Poi c’è la contraddizione di moltissime studentesse che rifiutano la tradizione. Se infatti alle ragazze d’Egitto vengono cucite le vagine per non permettere loro di avere rapporti sessuali, le tunisine sono abbastanza libere di vivere con discrezione, la loro vita sessuale (è comunque proibito per legge baciarsi in pubblico). E poi c’è il fenomeno del boom delle cliniche private che rifanno la verginità. Poiché gli standard ospedalieri sono eccellenti, la Tunisia è meta di moltissime arabe che vengono a ricostruirsi l’imene. Se le spiagge sono vuote, le cliniche private sono piene. Con bravissimi medici che hanno studiato a Parigi che prima rifacevano seno o glutei delle signore della società europea e oggi si trovano ad eseguire tantissime himenoplastiche, ovvero la ricostruzione dell’imene, al prezzo di circa 500 euro. Meno della metà di una clinica di Parigi o di Roma. Perché non bisogna dimenticare che non essere vergini, potrebbero costare la lapidazione alle giovani dalla verginità perduta che vengono dai paesi arabi. Nel mondo musulmano infatti è doveroso per una donna giungere vergine al matrimonio. E il documentario del 2010, “Imene nazionale “ diretto da Jamel Mokni che raccontava molto bene cosa significava per le musulmane, sottomettersi a questa operazione ne è la testimonianza più veritiera. In Tunisia lo hanno visto tutti mentre resta proibito in tutto il mondo musulmano.
Ma è il terrorismo che preoccupa maggiormente oggi. E non potendo uscire la sera, Facebook per molti giovani diventa il mezzo di comunicazione preferito.

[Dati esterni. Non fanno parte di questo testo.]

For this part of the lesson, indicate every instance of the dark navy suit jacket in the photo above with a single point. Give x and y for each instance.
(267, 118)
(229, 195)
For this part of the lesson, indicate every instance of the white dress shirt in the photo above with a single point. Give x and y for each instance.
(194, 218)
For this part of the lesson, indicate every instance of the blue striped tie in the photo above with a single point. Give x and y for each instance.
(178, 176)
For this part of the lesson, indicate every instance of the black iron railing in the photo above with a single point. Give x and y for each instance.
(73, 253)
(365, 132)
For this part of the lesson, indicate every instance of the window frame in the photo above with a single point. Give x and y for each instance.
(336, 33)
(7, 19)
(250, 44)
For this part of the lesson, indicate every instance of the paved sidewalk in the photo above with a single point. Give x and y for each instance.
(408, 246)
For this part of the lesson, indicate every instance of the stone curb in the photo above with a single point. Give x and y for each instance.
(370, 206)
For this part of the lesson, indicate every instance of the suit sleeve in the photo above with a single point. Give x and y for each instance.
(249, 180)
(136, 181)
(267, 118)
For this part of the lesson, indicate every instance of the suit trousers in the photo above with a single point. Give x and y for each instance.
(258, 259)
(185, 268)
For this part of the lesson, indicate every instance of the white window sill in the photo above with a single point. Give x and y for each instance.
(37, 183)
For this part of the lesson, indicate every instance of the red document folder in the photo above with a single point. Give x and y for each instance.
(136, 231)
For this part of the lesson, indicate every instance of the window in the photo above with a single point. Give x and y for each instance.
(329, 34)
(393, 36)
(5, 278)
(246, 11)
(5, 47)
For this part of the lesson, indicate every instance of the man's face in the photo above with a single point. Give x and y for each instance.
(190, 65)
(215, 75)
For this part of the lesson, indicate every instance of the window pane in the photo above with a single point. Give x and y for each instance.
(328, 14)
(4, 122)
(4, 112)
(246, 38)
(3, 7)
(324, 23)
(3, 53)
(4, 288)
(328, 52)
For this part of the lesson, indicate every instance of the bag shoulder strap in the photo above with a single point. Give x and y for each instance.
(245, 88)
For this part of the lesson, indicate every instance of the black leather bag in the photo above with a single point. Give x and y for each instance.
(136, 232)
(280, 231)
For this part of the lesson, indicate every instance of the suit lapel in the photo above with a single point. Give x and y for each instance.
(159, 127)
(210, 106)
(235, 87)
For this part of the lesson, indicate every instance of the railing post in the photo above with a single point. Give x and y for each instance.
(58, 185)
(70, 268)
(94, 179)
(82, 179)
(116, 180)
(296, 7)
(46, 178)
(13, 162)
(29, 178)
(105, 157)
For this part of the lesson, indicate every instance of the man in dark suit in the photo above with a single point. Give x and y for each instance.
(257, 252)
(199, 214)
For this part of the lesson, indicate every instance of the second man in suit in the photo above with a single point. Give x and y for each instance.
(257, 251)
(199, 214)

"Voi avete 100 kamikaze, noi abbiamo 10 milioni di tunisini istruiti", commenta Jamila su Facebook. Mentre per Fatma la lunghissima coda dei giovani di Tunisi per guardare questo film-verità Much Loved, in barba alla censura, è la migliore dimostrazione che soltanto la cultura può vincere il terrorismo e il fondamentalismo islamico. "Per coloro che pensano che i ragazzi vanno a vedere questo film per il lato osé – aggiunge Marcello Pelo Casamassima, giovane musicista e cantante rock italiano che ha scelto la Tunisia come nuova patria – dico che non è così, perché i giovani sfidano i tabù che impestano la nostra società. Allora bene che si rompano i tabù ma senza denigrarci perché noi siamo il futuro della Tunisia".
Con fatica e speranza, anche per noi europei. Ed è vero.